Molecular Evolution & Machine Learning


Patterns of coevolving amino acids unveil structural and dynamical domains
Daniele Granata, Luca Ponzoni, Cristian Micheletti, and Vincenzo Carnevale
PNAS, 114(50), E10612-E10621, 2017

Patterns of interacting amino acids are so preserved within protein families that the sole analysis of evolutionary comutations can identify pairs of contacting residues. It is also known that evolution conserves functional dynamics, i.e., the concerted motion or displacement of large protein regions or domains. Is it, therefore, possible to use a pure sequence-based analysis to identify these dynamical domains? To address this question, we introduce here a general coevolutionary coupling analysis strategy and apply it to a curated sequence database of hundreds of protein families. For most families, the sequence-based method partitions amino acids into a few clusters. When viewed in the context of the native structure, these clusters have the signature characteristics of viable protein domains: They are spatially separated but individually compact. They have a direct functional bearing too, as shown for various reference cases. We conclude that even large-scale structural and functionally related properties can be recovered from inference methods applied to evolutionary-related sequences.

Accurate estimation of the intrinsic dimension using graph distances
Daniele Granata and Vincenzo Carnevale
Scientific Reports, 6, 31377, 2016

The collective behavior of a large number of degrees of freedom can be often described by a handful of variables. This observation justifies the use of dimensionality reduction approaches to model complex systems and motivates the search for a small set of relevant “collective” variables. Here, we analyze this issue by focusing on the optimal number of variable needed to capture the salient features of a generic dataset and develop a novel estimator for the intrinsic dimension (ID). By approximating geodesics with minimum distance paths on a graph, we analyze the distribution of pairwise distances around the maximum and exploit its dependency on the dimensionality to obtain an ID estimate. We show that the estimator does not depend on the shape of the intrinsic manifold and is highly accurate, even for exceedingly small sample sizes. We apply the method to several relevant datasets from image recognition databases and protein multiple sequence alignments and discuss possible interpretations for the estimated dimension in light of the correlations among input variables and of the information content of the dataset.

Generative capacity of probabilistic protein sequence models
Francisco McGee, Quentin Novinger, Ronald Levy, Vincenzo Carnevale, and Allan Haldane
arXiv preprint, arXiv:2012.02296, 2020

Potts models and variational autoencoders (VAEs) have recently gained popularity as generative protein sequence models (GPSMs) to explore fitness landscapes and predict the effect of mutations. Despite encouraging results, quantitative characterization and comparison of GPSM-generated probability distributions is still lacking. It is currently unclear whether GPSMs can faithfully reproduce the complex multi-residue mutation patterns observed in natural sequences arising due to epistasis. We develop a set of sequence statistics to assess the "generative capacity" of three GPSMs of recent interest: the pairwise Potts Hamiltonian, the VAE, and the site-independent model, using natural and synthetic datasets. We show that the generative capacity of the Potts Hamiltonian model is the largest, in that the higher order mutational statistics generated by the model agree with those observed for natural sequences. In contrast, we show that the VAE's generative capacity lies between the pairwise Potts and site-independent models. Importantly, our work measures GPSM generative capacity in terms of higher-order sequence covariation statistics which we have developed, and provides a new framework for evaluating and interpreting GPSM accuracy that emphasizes the role of epistasis.

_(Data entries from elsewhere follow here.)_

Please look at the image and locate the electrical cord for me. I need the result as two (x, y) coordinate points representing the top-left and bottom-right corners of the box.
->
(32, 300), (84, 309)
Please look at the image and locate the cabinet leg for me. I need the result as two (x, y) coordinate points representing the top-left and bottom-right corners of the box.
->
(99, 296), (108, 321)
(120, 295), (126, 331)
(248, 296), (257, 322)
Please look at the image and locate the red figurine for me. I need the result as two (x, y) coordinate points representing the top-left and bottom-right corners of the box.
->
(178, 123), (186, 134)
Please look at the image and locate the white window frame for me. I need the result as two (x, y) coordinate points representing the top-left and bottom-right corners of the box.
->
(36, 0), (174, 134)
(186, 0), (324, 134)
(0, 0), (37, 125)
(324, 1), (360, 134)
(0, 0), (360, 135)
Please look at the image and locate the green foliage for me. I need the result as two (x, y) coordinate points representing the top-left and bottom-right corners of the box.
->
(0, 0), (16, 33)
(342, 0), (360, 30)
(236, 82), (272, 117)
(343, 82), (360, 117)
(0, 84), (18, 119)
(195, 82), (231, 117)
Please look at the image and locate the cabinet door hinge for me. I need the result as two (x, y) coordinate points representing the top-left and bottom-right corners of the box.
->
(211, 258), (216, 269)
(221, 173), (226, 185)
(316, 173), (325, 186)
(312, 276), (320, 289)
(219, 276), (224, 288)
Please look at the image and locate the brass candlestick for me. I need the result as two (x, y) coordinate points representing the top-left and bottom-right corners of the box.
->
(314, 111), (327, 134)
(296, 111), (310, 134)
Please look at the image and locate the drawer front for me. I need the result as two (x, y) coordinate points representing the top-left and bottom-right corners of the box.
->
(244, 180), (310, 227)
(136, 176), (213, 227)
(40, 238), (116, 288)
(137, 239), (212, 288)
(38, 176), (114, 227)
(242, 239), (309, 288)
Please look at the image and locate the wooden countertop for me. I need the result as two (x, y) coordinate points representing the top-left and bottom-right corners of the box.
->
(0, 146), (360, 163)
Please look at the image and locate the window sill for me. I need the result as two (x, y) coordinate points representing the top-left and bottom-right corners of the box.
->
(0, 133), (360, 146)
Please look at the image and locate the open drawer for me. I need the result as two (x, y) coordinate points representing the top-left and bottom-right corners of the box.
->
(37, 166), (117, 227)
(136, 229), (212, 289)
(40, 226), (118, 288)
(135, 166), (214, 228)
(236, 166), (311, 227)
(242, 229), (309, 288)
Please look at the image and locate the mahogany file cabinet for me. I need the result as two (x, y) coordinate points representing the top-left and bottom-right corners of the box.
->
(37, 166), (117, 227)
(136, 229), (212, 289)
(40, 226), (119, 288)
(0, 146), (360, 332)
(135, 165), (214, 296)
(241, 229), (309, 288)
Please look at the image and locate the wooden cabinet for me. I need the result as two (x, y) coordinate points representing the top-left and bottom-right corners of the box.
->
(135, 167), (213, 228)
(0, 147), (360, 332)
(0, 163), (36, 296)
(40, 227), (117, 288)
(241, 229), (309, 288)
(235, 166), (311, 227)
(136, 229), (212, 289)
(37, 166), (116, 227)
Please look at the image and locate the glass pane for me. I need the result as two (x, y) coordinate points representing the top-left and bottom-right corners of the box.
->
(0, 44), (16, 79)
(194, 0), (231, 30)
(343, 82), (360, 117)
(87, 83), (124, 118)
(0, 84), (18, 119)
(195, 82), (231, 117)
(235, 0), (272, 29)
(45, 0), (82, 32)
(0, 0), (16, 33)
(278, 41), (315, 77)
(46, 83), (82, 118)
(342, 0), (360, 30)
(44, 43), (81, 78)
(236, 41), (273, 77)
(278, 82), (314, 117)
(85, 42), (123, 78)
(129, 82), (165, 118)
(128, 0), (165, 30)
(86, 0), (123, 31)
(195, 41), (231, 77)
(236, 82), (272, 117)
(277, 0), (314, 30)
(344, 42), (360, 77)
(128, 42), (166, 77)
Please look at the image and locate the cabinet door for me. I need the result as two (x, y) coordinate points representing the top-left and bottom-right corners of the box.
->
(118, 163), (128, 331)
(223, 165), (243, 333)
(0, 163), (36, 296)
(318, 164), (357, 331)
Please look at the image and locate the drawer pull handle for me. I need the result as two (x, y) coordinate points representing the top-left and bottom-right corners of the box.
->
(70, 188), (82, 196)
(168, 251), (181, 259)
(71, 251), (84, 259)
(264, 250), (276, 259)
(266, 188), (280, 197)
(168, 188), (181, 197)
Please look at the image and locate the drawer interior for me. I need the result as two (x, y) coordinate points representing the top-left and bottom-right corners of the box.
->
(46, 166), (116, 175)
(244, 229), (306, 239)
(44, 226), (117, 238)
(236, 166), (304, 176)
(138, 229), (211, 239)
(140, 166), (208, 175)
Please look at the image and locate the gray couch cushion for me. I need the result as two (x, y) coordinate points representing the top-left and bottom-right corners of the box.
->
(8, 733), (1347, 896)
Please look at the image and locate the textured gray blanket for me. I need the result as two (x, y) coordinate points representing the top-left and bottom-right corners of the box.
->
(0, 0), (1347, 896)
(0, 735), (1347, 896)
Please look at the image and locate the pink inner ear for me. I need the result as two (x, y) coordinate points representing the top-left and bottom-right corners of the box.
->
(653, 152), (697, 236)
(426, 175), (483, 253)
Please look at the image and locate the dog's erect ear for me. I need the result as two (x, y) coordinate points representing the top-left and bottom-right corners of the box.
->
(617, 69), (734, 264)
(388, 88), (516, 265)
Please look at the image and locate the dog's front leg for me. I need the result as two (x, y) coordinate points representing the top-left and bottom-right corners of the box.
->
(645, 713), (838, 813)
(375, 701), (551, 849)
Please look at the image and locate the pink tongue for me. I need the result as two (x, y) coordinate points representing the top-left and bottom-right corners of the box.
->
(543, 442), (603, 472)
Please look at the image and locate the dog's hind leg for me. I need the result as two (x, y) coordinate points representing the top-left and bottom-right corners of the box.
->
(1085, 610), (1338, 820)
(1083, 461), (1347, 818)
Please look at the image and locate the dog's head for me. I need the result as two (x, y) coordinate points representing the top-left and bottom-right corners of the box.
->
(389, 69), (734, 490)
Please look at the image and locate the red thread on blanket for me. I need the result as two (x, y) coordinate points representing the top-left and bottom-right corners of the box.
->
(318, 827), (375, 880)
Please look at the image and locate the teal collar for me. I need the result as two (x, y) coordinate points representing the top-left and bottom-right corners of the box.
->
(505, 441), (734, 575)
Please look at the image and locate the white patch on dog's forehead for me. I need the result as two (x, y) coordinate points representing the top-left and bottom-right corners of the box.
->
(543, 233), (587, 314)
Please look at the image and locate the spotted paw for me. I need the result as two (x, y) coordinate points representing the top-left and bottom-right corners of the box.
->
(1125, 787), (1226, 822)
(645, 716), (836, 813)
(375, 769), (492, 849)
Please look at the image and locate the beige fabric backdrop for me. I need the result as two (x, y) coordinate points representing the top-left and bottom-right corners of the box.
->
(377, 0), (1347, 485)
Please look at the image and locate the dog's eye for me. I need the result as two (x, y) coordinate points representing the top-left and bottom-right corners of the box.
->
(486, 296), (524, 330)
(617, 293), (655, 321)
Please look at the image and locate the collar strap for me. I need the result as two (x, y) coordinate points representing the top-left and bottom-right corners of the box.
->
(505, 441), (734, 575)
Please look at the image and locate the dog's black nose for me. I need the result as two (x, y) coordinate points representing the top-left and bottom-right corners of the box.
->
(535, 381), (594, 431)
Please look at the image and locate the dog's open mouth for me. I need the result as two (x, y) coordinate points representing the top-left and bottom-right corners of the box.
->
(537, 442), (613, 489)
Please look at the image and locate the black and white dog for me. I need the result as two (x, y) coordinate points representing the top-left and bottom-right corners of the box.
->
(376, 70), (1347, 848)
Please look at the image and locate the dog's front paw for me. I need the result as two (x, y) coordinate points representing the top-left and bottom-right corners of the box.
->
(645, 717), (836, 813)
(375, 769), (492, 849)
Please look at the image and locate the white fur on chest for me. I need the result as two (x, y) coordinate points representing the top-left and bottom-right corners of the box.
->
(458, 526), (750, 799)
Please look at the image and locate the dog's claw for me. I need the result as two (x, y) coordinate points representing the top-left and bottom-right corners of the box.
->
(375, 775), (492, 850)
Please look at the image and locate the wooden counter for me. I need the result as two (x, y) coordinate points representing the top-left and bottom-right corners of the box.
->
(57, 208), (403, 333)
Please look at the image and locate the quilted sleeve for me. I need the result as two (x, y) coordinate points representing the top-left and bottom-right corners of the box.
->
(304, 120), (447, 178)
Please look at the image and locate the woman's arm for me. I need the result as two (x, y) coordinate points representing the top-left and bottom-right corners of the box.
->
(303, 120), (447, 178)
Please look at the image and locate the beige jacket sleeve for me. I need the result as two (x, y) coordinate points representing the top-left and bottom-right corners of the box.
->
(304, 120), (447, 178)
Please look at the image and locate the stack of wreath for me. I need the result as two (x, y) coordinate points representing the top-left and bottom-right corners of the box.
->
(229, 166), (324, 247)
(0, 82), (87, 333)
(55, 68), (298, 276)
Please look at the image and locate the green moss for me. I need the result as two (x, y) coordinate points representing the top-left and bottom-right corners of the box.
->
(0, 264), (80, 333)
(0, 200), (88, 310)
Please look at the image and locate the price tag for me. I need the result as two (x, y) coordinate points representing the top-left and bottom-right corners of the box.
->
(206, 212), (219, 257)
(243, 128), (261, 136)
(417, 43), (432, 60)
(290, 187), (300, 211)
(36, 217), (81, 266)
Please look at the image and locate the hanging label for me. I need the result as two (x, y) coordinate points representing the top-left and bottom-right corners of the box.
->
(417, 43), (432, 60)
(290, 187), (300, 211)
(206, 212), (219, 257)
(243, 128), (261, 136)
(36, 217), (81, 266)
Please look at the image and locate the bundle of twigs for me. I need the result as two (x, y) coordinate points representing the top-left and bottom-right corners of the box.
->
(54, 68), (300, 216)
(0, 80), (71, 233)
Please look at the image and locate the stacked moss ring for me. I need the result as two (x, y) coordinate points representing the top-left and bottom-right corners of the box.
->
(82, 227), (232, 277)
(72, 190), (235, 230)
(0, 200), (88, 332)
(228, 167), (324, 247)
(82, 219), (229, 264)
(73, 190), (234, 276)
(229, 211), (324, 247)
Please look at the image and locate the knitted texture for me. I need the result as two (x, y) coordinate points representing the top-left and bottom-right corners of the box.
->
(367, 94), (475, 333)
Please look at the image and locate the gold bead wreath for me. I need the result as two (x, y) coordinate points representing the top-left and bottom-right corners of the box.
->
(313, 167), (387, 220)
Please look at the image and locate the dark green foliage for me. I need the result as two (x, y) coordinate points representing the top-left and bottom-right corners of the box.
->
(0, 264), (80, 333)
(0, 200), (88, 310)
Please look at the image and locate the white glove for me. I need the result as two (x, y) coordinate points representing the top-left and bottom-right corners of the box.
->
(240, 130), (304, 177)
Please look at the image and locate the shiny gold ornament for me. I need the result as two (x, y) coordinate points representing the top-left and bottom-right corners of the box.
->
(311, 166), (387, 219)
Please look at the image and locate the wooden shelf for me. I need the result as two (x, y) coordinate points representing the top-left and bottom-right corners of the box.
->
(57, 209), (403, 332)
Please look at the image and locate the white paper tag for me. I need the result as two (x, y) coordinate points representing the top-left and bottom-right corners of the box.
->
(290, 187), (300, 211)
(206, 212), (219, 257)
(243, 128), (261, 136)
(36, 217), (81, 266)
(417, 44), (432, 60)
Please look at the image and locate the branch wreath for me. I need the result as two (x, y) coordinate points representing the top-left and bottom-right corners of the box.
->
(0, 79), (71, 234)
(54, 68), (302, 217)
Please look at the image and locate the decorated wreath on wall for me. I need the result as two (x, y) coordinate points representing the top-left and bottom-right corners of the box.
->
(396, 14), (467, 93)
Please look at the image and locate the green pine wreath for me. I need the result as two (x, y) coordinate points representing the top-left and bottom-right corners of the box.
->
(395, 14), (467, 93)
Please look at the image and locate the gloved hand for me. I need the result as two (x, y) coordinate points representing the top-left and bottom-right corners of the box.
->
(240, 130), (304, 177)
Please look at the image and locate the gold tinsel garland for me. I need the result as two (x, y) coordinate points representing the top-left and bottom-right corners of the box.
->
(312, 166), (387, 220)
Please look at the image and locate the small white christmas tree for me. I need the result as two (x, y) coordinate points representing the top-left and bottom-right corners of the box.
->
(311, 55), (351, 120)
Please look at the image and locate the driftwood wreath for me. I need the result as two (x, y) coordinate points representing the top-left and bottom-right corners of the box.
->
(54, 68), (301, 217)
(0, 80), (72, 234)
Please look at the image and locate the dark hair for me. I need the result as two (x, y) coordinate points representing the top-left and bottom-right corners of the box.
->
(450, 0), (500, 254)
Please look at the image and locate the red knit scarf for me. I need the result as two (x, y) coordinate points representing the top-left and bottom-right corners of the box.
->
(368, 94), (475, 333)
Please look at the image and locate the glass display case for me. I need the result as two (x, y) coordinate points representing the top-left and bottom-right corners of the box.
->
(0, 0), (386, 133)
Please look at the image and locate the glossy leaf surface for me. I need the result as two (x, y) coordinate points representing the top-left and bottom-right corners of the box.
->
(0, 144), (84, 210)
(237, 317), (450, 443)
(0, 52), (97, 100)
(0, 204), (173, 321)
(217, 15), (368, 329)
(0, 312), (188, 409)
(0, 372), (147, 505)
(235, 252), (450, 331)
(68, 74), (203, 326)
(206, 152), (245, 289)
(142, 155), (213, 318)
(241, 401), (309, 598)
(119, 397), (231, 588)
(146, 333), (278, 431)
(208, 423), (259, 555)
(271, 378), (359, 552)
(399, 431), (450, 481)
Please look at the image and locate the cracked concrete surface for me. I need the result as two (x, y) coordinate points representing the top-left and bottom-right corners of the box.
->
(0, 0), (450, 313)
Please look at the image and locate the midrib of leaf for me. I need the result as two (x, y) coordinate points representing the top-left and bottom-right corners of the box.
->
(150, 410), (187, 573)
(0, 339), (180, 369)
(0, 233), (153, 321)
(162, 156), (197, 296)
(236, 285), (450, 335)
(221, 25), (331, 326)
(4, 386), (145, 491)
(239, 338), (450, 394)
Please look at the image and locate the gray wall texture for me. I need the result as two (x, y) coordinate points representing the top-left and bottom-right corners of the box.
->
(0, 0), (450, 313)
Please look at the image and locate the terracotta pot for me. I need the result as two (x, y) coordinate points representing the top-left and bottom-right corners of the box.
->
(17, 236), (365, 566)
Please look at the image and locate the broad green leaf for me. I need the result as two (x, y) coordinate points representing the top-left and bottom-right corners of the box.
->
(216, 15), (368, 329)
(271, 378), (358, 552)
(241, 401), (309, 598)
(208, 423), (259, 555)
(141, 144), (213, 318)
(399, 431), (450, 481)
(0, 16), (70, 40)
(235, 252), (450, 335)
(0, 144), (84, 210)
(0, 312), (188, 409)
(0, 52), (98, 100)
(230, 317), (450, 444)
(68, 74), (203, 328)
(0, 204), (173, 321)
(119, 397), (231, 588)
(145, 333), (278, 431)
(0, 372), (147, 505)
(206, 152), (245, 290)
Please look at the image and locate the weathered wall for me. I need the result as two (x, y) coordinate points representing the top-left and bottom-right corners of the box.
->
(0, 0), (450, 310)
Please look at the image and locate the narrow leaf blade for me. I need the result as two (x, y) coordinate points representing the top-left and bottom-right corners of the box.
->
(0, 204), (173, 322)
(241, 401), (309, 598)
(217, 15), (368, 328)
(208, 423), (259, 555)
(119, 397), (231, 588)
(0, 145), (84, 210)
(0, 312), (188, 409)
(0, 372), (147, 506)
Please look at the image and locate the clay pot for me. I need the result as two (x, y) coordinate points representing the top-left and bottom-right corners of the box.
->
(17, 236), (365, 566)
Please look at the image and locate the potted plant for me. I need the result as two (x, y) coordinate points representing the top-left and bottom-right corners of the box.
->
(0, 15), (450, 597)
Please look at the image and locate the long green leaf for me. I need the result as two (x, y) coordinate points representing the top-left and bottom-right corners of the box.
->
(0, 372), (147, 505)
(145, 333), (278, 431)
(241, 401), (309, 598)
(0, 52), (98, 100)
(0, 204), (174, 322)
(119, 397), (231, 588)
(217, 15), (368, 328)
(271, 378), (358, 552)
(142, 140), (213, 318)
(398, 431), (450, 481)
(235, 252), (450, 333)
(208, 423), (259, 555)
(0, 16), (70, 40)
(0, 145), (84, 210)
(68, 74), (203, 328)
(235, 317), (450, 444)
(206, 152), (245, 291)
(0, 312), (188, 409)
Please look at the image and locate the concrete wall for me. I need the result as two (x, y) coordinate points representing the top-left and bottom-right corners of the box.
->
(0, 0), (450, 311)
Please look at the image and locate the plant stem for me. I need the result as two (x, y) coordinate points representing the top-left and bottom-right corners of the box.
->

Comparative sequence analysis suggests a conserved gating mechanism for TRP channels
Eugene Palovcak, Lucie Delemotte, Michael Klein, and Vincenzo Carnevale
The Journal of General Physiology, 146(1), 37-50, 2015

The transient receptor potential (TRP) channel superfamily plays a central role in transducing diverse sensory stimuli in eukaryotes. Although dissimilar in sequence and domain organization, all known TRP channels act as polymodal cellular sensors and form tetrameric assemblies similar to those of their distant relatives, the voltage- gated potassium (Kv) channels. Here, we investigated the related questions of whether the allosteric mechanism underlying polymodal gating is common to all TRP channels, and how this mechanism differs from that underpinning Kv channel voltage sensitivity. To provide insight into these questions, we performed comparative sequence analysis on large, comprehensive ensembles of TRP and Kv channel sequences, contextualizing the patterns of conservation and correlation observed in the TRP channel sequences in light of the well-studied Kv channels. We report sequence features that are specific to TRP channels and, based on insight from recent TRPV1 structures, we suggest a model of TRP channel gating that differs substantially from the one mediating voltage sensitivity in Kv channels. The common mechanism underlying polymodal gating involves the displacement of a defect in the H-bond network of S6 that changes the orientation of the pore-lining residues at the hydrophobic gate.